WASHINGTON — President Donald Trump on Friday encouraged an anti-lockdown group that is scheduled to protest in Minnesota against stay-at-home orders to prevent the spread of coronavirus and he appeared to back such efforts in other states, arguing that "elements" of some state regulations were "just too tough."

“I think elements of what they’ve done are just too tough," Trump said at the daily White House press briefing Friday evening when asked about a tweet — "LIBERATE MINNESOTA!" — that he posted earlier in the day.

Trump told reporters that he felt "very comfortable" with his tweet, adding that "these are people expressing their views" and "they seem to be very responsible people to me, you know, they’ve been treated a little bit rough.”

“What they’ve done is very powerful,” he said. “You can get the same result by doing a little bit less.”

“If we see something happening bad that we think is wrong, we’re going to come down strong on them,” Trump said about states. “The federal government has a lot to say.”

On Thursday, Trump announced that he would leave reopening decisions up to the governors.

A group that calls itself "Liberate Minnesota" held a protest Friday afternoon outside Democratic Gov. Tim Walz's residence in St. Paul to protest his announcement that he would extend his stay-at-home order to May 4.

"Now is the time to demand Governor Walz and our state legislators end this lock down!" organizers wrote in a Facebook post. "Minnesota's economy must be opened for business or destroying the livelihoods of thousands of Minnesota citizens and their families may result if we don’t act quickly."

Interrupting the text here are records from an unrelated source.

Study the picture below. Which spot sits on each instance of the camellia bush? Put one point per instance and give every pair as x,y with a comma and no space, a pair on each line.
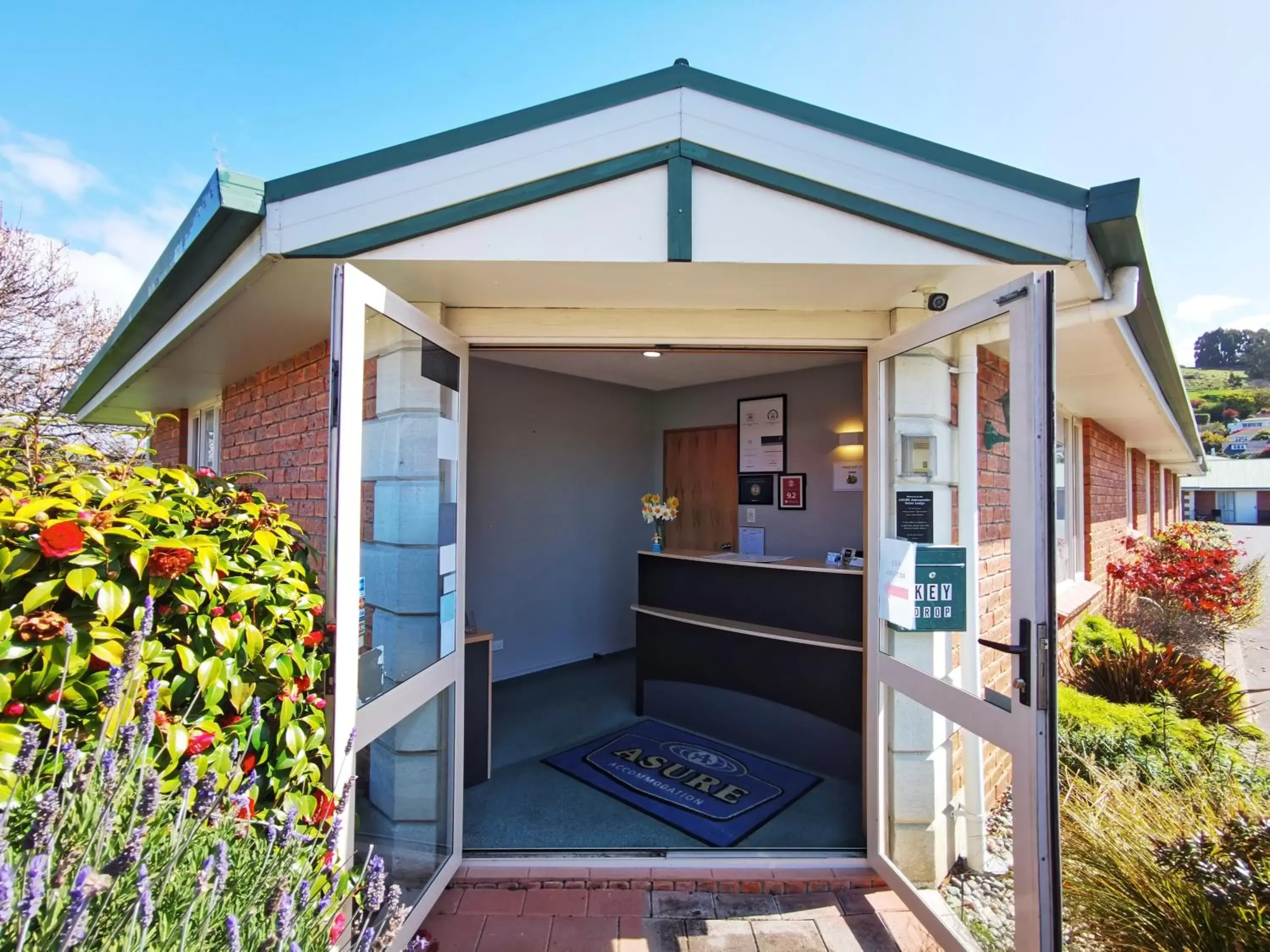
195,582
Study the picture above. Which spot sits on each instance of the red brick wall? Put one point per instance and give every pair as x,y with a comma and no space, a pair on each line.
276,423
172,440
1140,492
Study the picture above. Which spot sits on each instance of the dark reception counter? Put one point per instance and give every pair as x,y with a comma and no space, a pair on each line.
764,655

The Minnesota protest was scheduled for noon to 3 p.m. ET Friday, however protesters had begun gathering outside the governor's residence as early as Thursday.

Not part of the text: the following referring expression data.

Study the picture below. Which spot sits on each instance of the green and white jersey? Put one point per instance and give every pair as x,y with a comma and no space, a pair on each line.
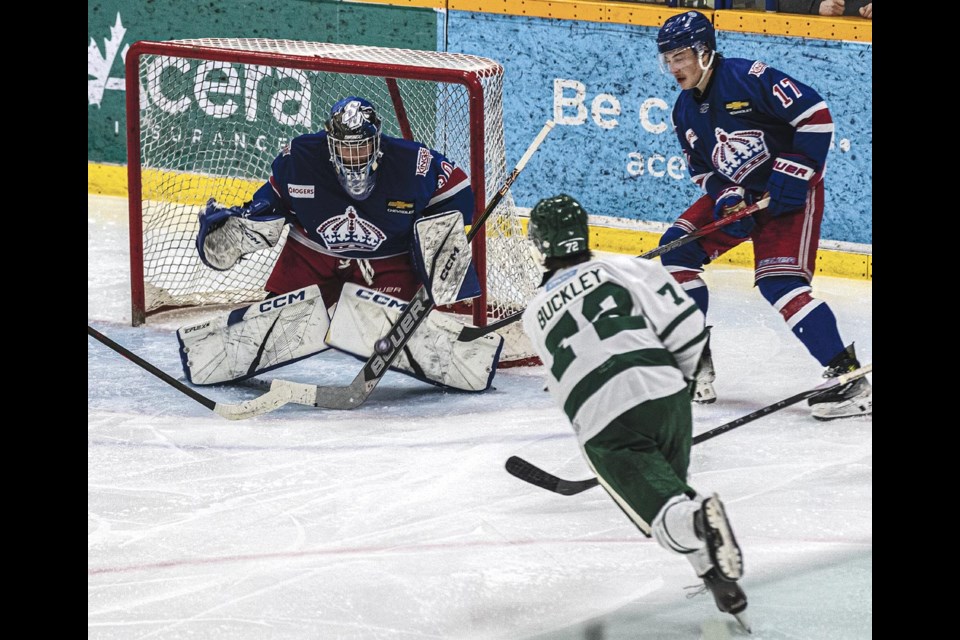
613,333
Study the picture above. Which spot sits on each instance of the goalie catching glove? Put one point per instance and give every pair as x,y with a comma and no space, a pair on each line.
228,234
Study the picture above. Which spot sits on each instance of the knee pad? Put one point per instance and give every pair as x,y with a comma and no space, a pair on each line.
775,288
690,255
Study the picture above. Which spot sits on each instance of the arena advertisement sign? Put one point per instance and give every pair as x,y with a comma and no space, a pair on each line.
614,147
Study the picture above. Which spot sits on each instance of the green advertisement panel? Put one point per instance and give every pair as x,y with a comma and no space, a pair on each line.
112,26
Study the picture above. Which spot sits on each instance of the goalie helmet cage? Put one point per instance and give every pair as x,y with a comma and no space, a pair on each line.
206,117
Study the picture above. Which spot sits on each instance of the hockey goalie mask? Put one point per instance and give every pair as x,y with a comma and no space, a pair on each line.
353,136
558,227
687,41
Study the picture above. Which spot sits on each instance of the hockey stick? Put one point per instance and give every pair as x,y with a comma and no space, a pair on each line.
472,333
528,472
247,409
353,395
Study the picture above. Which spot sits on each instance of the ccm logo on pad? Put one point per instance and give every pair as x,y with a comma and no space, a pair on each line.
792,169
300,190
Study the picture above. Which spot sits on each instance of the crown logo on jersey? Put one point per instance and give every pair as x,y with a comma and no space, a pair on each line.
737,154
350,232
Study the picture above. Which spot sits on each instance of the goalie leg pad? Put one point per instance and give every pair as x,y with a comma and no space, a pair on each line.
444,258
248,341
433,353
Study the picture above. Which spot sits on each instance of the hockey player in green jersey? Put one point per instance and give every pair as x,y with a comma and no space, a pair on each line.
621,340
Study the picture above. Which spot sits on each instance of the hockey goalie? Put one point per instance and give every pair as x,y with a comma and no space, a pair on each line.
372,218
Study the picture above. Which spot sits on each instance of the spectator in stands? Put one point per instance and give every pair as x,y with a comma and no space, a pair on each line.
862,8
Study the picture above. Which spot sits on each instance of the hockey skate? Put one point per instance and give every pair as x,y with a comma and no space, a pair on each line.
703,391
711,525
728,596
852,399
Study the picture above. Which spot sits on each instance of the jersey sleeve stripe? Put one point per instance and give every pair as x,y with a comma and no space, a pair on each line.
456,183
815,112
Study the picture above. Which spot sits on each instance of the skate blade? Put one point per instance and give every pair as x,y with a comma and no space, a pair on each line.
743,621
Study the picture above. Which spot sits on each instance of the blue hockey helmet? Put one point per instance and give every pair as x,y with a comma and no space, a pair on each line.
353,136
686,30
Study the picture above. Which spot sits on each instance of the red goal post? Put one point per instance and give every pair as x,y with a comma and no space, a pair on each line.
206,117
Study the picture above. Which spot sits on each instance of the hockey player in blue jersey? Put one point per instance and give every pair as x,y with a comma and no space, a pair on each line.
371,218
749,130
352,196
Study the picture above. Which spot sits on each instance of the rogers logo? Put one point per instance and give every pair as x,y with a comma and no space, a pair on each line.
300,190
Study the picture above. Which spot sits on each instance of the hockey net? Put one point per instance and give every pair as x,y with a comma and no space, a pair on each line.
206,118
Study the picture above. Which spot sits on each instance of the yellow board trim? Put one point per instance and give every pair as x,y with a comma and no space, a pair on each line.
791,24
182,188
841,264
111,180
848,28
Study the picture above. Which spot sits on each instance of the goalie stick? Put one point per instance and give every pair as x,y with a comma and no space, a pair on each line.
472,333
354,394
528,472
247,409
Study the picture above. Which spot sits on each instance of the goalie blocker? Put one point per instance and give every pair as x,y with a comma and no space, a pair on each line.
433,354
250,340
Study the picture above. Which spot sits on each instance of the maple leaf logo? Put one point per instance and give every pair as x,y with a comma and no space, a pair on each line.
99,65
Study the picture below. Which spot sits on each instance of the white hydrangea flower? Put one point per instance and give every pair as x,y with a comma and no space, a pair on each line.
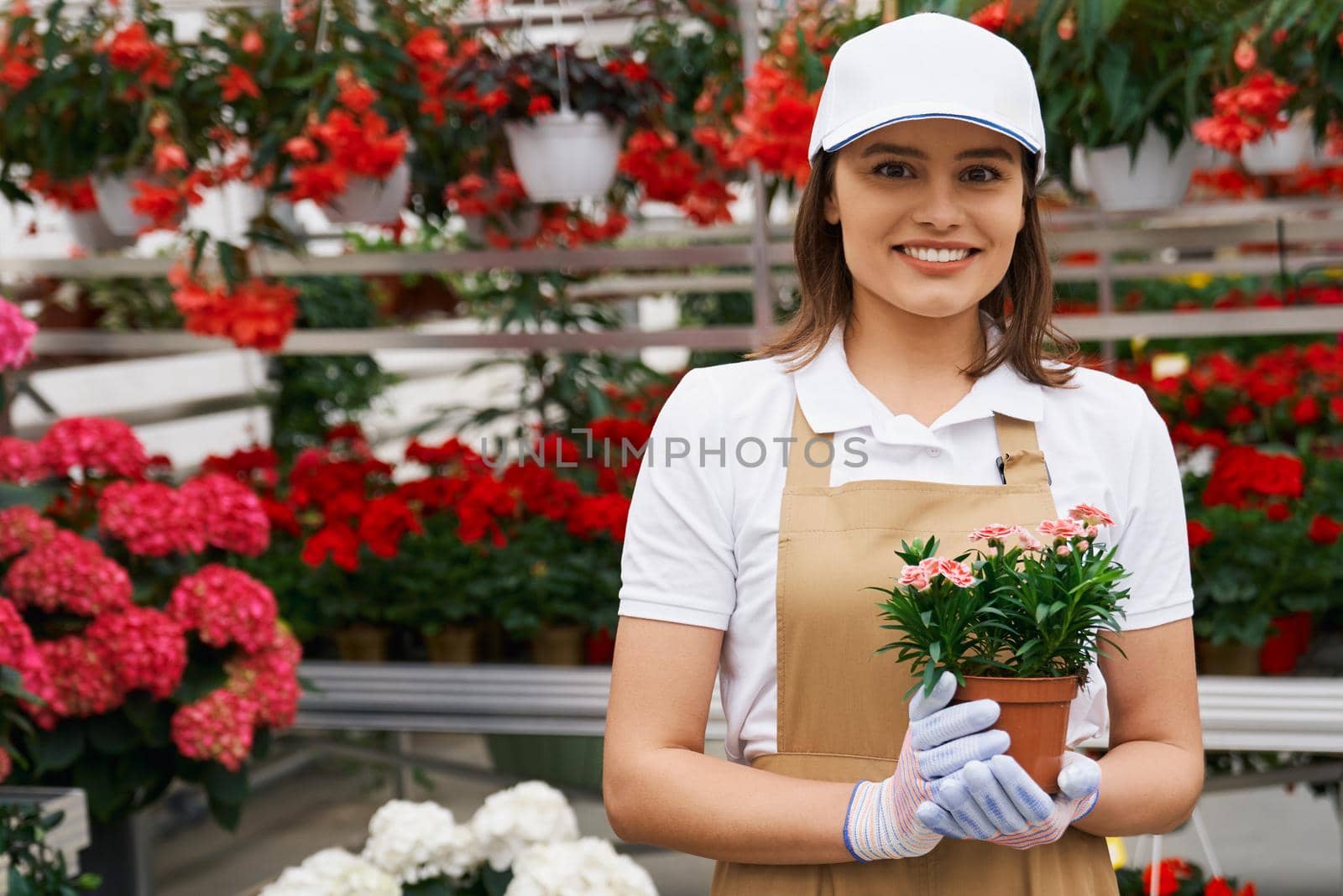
421,841
344,873
512,820
588,867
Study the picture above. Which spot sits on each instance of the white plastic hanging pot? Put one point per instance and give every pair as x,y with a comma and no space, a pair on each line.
1280,152
91,233
373,201
564,156
114,194
1150,180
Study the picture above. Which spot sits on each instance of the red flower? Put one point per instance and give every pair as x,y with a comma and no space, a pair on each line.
336,541
1199,534
1325,530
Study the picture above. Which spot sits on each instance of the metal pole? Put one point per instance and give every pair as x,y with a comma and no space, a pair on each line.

Groups opposing stay-at-home orders have popped up in states around the country recently and have become increasingly active, holding demonstrations outside of governors' residences and state capitals, arguing that restrictive stay-at-home measures violate personal liberty.

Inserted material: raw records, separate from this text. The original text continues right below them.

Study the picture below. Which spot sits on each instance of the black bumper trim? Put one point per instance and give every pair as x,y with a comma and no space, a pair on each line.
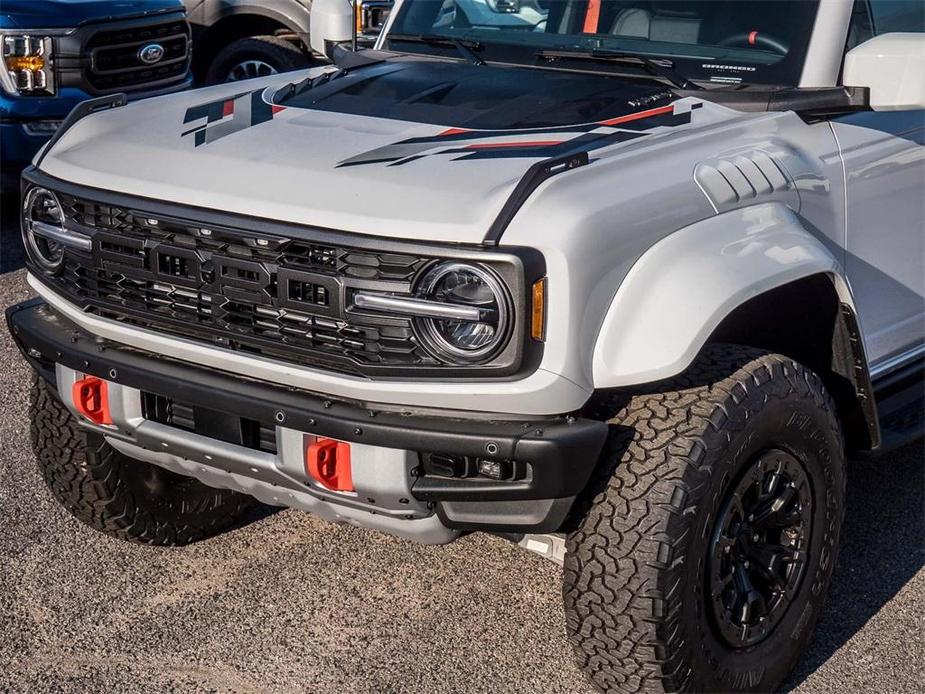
561,451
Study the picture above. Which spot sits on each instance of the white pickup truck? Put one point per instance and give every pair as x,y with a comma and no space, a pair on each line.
624,278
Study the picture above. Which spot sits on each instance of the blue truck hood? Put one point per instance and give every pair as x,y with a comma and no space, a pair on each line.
55,14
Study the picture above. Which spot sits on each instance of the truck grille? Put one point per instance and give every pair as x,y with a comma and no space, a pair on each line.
115,55
275,296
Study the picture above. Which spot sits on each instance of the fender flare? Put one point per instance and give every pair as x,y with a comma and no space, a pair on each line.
293,15
680,290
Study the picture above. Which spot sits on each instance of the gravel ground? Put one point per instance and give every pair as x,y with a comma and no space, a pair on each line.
287,602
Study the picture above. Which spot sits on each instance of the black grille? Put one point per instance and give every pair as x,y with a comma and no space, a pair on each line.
115,55
275,296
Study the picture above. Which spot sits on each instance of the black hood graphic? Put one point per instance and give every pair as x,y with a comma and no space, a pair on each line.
460,95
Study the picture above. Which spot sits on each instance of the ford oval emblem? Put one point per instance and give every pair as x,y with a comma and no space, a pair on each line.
151,53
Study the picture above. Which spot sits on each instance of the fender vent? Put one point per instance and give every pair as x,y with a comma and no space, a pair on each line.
731,180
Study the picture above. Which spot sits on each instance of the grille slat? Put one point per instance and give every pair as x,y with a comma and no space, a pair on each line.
226,286
115,61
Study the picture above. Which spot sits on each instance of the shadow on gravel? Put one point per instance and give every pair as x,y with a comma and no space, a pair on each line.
12,254
881,548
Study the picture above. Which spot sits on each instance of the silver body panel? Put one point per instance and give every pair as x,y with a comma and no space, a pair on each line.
602,228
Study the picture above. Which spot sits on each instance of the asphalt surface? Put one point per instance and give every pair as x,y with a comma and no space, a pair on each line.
287,602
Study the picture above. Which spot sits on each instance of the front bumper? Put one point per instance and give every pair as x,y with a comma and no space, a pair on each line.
557,454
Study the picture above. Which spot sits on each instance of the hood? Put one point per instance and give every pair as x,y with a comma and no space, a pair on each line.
55,14
422,149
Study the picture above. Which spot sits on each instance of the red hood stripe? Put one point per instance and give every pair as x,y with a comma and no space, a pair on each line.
660,111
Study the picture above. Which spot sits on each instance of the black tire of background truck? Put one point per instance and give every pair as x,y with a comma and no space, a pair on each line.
278,53
636,592
118,495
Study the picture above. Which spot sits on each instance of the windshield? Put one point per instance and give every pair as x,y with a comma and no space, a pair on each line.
710,41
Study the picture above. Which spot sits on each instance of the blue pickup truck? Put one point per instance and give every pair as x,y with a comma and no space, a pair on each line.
56,53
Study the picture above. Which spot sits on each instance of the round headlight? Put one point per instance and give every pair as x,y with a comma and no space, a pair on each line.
470,339
42,211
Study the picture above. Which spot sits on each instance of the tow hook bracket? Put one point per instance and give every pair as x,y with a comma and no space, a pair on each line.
91,398
327,461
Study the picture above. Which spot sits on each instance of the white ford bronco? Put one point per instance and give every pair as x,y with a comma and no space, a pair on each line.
621,280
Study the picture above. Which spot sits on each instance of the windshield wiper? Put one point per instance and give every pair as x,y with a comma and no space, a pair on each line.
662,68
466,48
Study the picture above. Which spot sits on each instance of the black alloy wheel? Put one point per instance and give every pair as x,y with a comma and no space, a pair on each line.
758,552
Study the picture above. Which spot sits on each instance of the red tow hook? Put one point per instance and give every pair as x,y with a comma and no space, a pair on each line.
327,461
91,398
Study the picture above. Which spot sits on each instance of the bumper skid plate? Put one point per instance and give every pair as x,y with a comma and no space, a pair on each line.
549,460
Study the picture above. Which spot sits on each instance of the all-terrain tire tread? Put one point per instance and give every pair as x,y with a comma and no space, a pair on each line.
629,548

Many of the demonstrations have had a tea party flare to them, with protesters carrying "Don't Tread on Me" flags and wearing "Make America Great Again" hats. Some have waved Confederate flags.

Trump then tweeted "LIBERATE MICHIGAN" and "LIBERATE VIRGINIA, and save your great 2nd Amendment. It is under siege!"

It was not immediately clear what those tweets were referring to since there do not appear to be groups by those names in Michigan or Virginia and gun rights is a separate issue from the efforts to curtail coronavirus, although Virginia Gov. Ralph Northam last week signed several gun control measures into law. A group named "ReOpen Virginia" held a small demonstration in Richmond on Thursday protesting Northam's stay-at-home orders.

At the press briefing later Friday, Trump said "what they’ve done in Virginia with respect to the second amendment is just a horrible thing.”

Trump's encouragement of groups protesting their state's stay-at-home orders is inconsistent with his announcement Thursday that he would offer guidelines for reopening the country, but would leave specific plans to the governors.

"You're going to call your own shots," Trump said during a videoconference with governors Thursday afternoon in the Situation Room, according to two people listening to the call.

At the White House press briefing on Thursday, Trump did not go so far as to offer his endorsement of the groups.

"They're suffering," Trump said when asked by a reporter what his message was to the protesters who were going against stay-at-home orders and breaking social-distancing guidelines. In Michigan, more than 3,000 people attended a protest on Wednesday.

"They seem to be protesters that like me and respect this opinion, and my opinion is the same as just about all of the governors," the president said. "They all want to open. Nobody wants to stay shut, but they want to open safely."